Today was the day of world-wide anti-ACTA demonstrations. An impressive number of people went to the streets to prevent ACTA. After SOPA/PIPA was put on hold and Germany recently hesitated to sign ACTA it looks like protests against online legislation can actually make a difference. These are good examples that democracy still works.
People protested for their right to privacy online and against surveillance of internet traffic. Considering this it surprised me what I found on a map by stoppacta-protest.info, showing all anti-ACTA protests world-wide. While the numbers of protests is quite impressive (especially in Europe), it is even more impressive to find for every event a Facebook event page. On them you find, publicly, all people (of course including name and profile pic) who were invited and attended the protests! For example, for the event in Vienna I see every one of 48,474 people who were invited and all of the 8,606 people who attended the event. Whoever complains about police filming at protests should consider if they really want to make it even easier to track who is attending.

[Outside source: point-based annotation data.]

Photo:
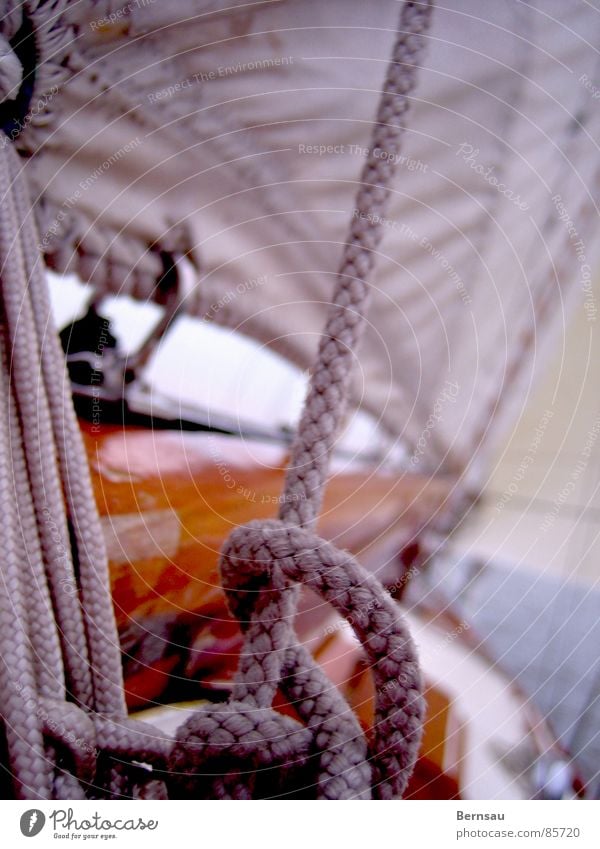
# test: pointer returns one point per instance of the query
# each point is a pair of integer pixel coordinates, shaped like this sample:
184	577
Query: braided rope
61	695
277	557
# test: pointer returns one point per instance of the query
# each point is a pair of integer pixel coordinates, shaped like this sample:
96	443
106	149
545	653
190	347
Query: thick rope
61	690
263	564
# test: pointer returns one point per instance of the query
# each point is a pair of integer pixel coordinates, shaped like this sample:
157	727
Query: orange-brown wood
167	502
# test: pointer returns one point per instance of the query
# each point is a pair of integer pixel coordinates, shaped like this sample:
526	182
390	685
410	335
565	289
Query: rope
277	557
61	688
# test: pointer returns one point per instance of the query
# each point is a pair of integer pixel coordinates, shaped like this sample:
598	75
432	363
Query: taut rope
61	689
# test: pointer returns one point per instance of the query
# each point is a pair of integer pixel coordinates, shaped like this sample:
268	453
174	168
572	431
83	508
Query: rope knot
237	751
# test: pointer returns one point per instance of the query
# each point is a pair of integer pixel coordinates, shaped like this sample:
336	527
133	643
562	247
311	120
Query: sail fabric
234	135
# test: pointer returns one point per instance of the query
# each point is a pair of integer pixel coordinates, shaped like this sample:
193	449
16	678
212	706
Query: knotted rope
61	689
263	564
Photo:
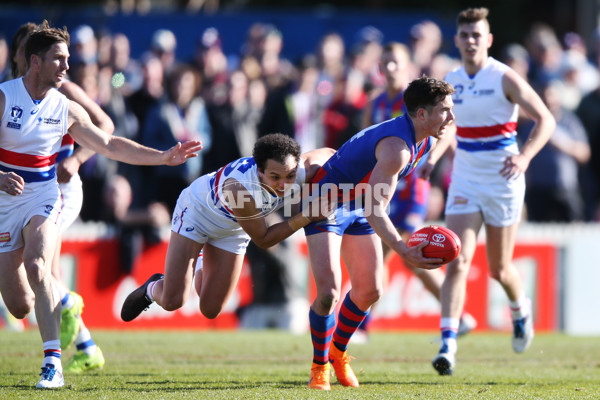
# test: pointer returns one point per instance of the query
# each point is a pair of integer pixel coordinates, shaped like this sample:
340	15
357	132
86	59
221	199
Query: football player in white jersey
34	118
488	185
72	328
216	217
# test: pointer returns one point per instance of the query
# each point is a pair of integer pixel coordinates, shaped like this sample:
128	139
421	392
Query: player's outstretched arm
121	149
520	92
70	165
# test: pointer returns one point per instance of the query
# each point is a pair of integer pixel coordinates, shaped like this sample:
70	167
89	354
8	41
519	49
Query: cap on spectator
82	34
164	40
210	38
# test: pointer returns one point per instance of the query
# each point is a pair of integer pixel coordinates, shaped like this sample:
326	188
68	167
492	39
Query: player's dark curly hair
425	92
274	146
41	39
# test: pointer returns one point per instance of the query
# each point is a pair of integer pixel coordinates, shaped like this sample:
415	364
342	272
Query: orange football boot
341	364
320	377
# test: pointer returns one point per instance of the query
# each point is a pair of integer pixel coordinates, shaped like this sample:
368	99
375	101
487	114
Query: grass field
276	365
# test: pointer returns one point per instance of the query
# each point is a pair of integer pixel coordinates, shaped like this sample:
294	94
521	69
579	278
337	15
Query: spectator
5	71
425	43
127	74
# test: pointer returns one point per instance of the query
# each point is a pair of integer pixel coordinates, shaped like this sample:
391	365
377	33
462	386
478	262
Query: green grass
276	365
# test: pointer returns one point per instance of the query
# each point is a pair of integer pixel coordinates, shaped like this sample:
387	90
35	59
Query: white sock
67	301
52	354
517	308
149	290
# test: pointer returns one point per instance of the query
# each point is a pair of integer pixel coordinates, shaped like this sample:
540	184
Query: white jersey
31	131
204	215
486	122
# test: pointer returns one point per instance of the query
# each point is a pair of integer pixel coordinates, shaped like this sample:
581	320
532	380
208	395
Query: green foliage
276	365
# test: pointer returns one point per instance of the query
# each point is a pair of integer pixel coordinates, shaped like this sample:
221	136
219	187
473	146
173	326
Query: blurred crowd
229	100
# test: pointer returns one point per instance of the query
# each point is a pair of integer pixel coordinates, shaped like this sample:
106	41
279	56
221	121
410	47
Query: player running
217	216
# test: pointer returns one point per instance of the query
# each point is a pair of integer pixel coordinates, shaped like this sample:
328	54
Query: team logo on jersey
15	118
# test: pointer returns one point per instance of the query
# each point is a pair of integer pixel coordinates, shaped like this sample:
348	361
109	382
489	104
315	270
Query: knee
498	273
21	309
172	303
35	269
365	299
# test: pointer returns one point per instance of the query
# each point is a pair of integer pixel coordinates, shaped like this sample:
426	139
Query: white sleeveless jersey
215	211
486	122
30	133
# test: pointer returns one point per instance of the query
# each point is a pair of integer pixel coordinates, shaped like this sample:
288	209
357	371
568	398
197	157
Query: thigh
363	256
179	265
324	255
220	274
500	242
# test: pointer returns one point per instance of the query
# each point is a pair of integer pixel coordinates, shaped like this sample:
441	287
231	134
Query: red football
443	243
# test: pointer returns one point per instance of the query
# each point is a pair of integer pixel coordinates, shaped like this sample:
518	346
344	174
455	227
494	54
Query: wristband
298	221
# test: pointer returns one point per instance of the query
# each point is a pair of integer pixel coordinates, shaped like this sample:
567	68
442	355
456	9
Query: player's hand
514	166
179	153
66	169
425	170
320	208
11	183
414	256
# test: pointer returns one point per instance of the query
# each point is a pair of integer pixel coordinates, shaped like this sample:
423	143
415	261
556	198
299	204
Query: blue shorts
346	220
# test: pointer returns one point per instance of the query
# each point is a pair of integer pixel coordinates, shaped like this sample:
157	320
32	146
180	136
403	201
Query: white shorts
72	201
38	198
194	219
500	202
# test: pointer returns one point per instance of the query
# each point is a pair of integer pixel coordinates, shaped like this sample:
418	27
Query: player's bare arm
70	165
518	91
392	156
441	146
10	182
121	149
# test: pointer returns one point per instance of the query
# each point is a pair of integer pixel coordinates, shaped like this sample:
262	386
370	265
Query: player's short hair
472	15
23	31
274	146
425	92
397	46
41	39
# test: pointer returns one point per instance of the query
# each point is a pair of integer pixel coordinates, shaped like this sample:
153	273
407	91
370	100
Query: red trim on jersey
67	139
486	131
26	160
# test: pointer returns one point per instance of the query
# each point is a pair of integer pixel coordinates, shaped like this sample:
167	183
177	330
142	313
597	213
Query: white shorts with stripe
500	201
38	198
196	218
72	201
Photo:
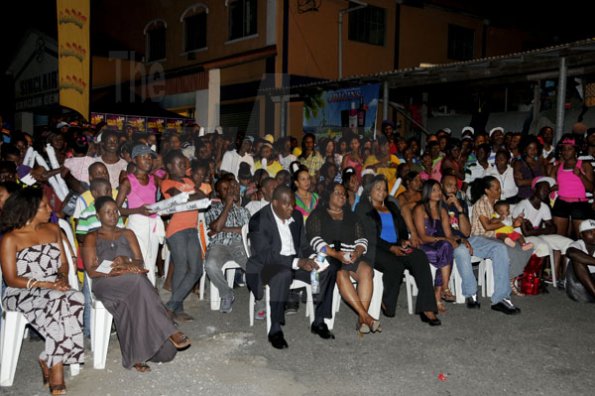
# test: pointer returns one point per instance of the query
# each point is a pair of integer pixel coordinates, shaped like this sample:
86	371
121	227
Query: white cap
496	129
468	128
587	225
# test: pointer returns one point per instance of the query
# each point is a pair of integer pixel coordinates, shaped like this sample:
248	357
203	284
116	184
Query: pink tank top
140	194
570	186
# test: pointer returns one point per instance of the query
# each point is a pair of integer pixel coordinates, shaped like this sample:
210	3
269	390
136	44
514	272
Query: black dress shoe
431	322
322	330
277	340
291	307
506	307
472	303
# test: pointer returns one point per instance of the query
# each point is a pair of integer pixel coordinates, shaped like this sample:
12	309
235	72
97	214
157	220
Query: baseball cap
496	129
141	149
587	225
540	179
468	129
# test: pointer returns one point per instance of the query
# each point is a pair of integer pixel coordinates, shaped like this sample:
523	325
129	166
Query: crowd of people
340	207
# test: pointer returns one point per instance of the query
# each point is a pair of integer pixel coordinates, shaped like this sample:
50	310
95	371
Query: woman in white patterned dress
35	269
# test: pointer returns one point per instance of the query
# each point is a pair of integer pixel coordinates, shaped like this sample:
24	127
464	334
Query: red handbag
530	280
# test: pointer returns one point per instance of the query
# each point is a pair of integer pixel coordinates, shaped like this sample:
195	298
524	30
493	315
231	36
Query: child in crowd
139	188
181	235
507	234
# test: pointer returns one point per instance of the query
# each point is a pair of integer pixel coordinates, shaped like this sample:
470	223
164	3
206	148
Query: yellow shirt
389	172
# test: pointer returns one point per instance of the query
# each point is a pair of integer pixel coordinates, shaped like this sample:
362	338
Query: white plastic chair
101	326
375	303
411	287
13	329
230	275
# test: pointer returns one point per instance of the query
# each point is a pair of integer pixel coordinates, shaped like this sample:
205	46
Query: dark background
548	24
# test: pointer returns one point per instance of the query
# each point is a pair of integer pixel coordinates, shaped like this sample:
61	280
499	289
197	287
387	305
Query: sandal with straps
180	340
448	296
58	389
142	367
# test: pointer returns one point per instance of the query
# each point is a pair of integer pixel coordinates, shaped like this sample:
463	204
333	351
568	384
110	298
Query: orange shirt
183	220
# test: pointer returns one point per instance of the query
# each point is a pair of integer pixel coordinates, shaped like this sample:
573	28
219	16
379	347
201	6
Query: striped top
342	235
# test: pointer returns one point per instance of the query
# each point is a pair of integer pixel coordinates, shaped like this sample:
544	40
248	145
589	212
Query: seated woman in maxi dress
35	269
145	328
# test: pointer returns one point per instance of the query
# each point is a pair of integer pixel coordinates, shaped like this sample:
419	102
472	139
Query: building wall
424	35
313	43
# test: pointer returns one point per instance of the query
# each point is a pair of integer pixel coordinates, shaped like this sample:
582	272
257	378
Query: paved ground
547	350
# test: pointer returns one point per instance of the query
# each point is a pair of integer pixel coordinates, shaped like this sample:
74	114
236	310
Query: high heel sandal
448	296
182	341
45	372
58	389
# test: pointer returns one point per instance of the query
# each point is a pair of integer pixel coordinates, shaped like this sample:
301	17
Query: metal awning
517	67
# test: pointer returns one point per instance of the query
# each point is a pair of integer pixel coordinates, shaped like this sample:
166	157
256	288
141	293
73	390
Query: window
155	40
194	19
367	25
242	18
461	42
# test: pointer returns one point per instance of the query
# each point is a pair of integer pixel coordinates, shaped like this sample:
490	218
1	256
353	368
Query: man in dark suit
280	253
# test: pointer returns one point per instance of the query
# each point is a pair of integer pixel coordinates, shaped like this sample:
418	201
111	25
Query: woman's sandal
441	306
180	340
142	367
58	389
448	296
45	372
514	290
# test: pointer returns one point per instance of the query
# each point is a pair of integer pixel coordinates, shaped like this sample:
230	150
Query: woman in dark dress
35	269
145	329
336	232
390	250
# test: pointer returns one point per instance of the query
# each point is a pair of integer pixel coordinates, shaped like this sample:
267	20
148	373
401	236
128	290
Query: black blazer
265	241
373	226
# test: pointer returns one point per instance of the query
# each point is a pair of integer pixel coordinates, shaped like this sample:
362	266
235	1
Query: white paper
166	203
105	267
199	204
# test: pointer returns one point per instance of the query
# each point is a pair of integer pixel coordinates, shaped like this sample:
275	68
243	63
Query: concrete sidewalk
549	349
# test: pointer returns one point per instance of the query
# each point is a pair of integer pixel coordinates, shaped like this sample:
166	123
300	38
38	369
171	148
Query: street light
361	4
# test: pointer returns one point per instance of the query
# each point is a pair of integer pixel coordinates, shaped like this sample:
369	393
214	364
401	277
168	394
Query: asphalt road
549	349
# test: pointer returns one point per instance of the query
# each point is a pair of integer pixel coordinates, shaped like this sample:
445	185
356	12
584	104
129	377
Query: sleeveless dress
141	319
440	254
56	315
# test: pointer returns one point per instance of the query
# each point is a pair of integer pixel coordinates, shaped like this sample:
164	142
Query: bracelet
29	282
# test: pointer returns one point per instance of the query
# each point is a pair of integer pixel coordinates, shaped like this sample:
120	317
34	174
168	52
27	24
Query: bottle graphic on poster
353	116
361	113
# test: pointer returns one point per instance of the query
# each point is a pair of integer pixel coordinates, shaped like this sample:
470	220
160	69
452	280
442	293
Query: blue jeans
87	308
496	251
184	247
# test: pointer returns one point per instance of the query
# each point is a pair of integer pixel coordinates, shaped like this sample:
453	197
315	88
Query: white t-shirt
231	162
535	216
507	183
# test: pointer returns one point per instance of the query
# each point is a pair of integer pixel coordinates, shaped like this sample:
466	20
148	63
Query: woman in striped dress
339	235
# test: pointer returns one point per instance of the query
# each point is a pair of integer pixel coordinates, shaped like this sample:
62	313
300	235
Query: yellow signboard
74	54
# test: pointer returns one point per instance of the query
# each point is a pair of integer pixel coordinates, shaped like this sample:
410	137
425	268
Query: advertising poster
137	123
115	121
332	113
155	125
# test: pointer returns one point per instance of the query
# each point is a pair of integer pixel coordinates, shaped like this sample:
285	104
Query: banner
74	54
141	123
331	113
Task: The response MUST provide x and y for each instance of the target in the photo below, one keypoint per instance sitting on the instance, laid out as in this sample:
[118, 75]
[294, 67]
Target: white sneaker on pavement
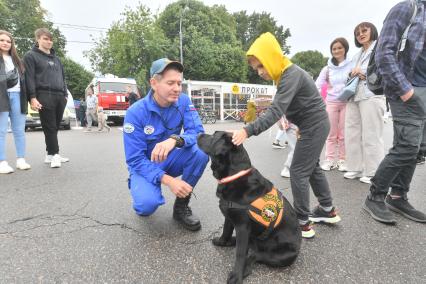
[21, 164]
[285, 172]
[48, 159]
[5, 168]
[365, 179]
[56, 161]
[352, 175]
[328, 165]
[341, 166]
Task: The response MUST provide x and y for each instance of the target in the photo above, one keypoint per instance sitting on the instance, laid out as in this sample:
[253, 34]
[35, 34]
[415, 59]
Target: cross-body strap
[404, 37]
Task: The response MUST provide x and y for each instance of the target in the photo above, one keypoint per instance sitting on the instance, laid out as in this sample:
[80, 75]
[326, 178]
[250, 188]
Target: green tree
[130, 46]
[312, 61]
[22, 17]
[76, 76]
[211, 50]
[250, 27]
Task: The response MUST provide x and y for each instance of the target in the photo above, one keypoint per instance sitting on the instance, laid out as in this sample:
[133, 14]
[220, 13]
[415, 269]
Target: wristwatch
[179, 140]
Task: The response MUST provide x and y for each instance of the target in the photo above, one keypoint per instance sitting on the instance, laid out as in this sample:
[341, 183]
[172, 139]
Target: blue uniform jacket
[147, 124]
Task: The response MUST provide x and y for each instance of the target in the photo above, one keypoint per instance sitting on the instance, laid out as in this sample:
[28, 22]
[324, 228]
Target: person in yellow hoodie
[298, 98]
[251, 112]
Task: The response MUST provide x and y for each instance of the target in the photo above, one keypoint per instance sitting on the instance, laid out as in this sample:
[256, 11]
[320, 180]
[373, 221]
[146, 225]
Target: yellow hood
[268, 51]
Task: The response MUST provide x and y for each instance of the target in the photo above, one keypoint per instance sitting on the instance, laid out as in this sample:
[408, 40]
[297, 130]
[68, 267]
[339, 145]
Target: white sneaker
[328, 165]
[352, 175]
[365, 179]
[277, 145]
[48, 159]
[341, 166]
[56, 161]
[285, 172]
[5, 168]
[21, 164]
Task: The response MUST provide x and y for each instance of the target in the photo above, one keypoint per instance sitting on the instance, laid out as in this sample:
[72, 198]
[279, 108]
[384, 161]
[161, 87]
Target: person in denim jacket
[404, 82]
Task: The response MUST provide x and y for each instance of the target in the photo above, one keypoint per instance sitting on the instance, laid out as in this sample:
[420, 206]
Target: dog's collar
[234, 177]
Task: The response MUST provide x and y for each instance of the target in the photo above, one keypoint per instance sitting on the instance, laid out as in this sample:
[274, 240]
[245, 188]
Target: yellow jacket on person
[268, 51]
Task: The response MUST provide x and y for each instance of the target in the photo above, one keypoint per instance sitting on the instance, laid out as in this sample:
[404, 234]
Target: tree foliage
[211, 50]
[76, 76]
[21, 18]
[312, 61]
[213, 41]
[130, 46]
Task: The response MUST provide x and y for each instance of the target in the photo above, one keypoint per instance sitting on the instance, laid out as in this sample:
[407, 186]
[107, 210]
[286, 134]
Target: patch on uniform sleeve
[149, 129]
[128, 128]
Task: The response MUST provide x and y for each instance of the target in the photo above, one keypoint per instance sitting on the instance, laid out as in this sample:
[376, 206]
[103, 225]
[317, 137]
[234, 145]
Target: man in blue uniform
[156, 150]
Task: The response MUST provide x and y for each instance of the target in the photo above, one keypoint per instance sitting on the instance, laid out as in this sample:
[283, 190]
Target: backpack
[374, 78]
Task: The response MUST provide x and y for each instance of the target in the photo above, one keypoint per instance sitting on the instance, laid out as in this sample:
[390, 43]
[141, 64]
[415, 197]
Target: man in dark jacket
[47, 91]
[404, 82]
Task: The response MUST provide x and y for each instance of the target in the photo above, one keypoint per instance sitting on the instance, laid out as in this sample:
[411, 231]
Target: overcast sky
[313, 23]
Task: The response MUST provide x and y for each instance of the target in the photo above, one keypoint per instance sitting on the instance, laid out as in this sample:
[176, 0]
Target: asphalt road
[76, 225]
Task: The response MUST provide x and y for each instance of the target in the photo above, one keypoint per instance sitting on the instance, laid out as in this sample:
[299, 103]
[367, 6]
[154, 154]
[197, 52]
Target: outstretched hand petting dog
[179, 187]
[239, 136]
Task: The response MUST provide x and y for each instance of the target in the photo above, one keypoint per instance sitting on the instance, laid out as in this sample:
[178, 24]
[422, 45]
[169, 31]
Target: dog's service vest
[268, 209]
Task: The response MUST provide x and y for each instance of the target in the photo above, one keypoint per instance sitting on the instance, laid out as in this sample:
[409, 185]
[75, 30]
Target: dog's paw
[233, 278]
[220, 242]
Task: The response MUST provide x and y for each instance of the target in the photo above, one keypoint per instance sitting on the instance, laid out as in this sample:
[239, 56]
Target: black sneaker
[307, 230]
[420, 159]
[403, 207]
[320, 215]
[375, 206]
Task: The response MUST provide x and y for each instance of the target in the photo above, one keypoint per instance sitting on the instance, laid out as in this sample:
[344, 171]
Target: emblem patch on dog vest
[268, 208]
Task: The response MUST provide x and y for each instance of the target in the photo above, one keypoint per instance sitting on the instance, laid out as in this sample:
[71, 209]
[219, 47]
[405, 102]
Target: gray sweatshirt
[298, 98]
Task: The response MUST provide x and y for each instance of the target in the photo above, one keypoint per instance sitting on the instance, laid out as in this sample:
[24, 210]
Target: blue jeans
[17, 120]
[189, 162]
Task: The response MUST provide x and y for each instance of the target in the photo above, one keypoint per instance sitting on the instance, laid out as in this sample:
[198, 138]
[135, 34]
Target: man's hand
[407, 96]
[358, 72]
[239, 136]
[162, 150]
[179, 187]
[35, 105]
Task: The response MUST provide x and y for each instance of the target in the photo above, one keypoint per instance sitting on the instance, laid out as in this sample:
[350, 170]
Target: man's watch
[179, 140]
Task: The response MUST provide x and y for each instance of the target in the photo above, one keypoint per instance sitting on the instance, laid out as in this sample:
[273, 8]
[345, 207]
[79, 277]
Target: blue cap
[159, 65]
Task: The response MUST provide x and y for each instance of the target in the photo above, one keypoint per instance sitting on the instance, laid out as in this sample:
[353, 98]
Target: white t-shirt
[8, 63]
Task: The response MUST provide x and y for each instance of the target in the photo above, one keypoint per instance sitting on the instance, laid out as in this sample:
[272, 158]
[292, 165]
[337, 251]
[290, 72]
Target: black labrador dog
[263, 219]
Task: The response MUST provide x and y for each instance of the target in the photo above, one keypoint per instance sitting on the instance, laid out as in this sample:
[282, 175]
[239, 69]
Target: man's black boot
[376, 207]
[183, 214]
[401, 205]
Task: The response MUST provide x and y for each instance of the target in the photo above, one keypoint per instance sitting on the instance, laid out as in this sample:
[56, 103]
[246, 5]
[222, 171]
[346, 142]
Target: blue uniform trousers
[187, 162]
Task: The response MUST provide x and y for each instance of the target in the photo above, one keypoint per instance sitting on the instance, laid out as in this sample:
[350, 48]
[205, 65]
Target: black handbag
[12, 78]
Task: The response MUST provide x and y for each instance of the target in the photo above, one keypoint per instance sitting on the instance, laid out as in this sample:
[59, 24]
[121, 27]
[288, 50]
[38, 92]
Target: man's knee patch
[145, 207]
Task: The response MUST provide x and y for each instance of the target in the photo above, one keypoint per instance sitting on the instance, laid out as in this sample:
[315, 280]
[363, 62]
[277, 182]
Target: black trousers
[397, 168]
[53, 106]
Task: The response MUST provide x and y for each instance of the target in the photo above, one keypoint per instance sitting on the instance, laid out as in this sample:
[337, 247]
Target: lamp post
[180, 34]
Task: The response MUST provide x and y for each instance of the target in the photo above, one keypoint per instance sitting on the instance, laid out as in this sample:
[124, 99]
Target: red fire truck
[111, 93]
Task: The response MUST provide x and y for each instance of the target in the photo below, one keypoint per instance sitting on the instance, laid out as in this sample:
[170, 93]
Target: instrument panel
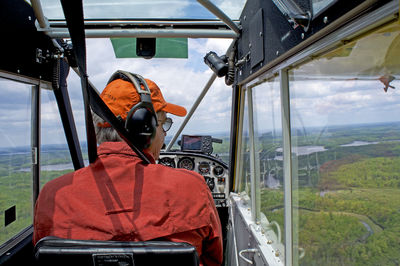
[214, 171]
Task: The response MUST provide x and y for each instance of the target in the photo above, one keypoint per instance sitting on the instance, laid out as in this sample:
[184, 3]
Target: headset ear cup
[141, 124]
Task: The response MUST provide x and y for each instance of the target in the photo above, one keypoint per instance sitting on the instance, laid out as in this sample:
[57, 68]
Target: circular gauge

While of course every Facebook user can choose by him/herself if they expose themselves like this I postulate that most of them are not aware that this information is publicly available. For me this feels especially ironic for an event that tries to protect us against online surveillance.
Most prominently, according to the article, there is nothing in ACTA requiring ISPs to monitor your traffic. Compare the article to the anti-ACTA video by Anonymous to get the whole picture. Still, the article does not state that ACTA is a good treaty. It should just be opposed for the right reasons.
This is a good example why we should not believe every outrageous statement we hear on why we soon live in an Orwell-esque world but rather inform us from different sources ourselves. Only when we know all the facts we can take measures to create a world we want to live in.
Having said that, go read ACTA in its final version and get your own opinion.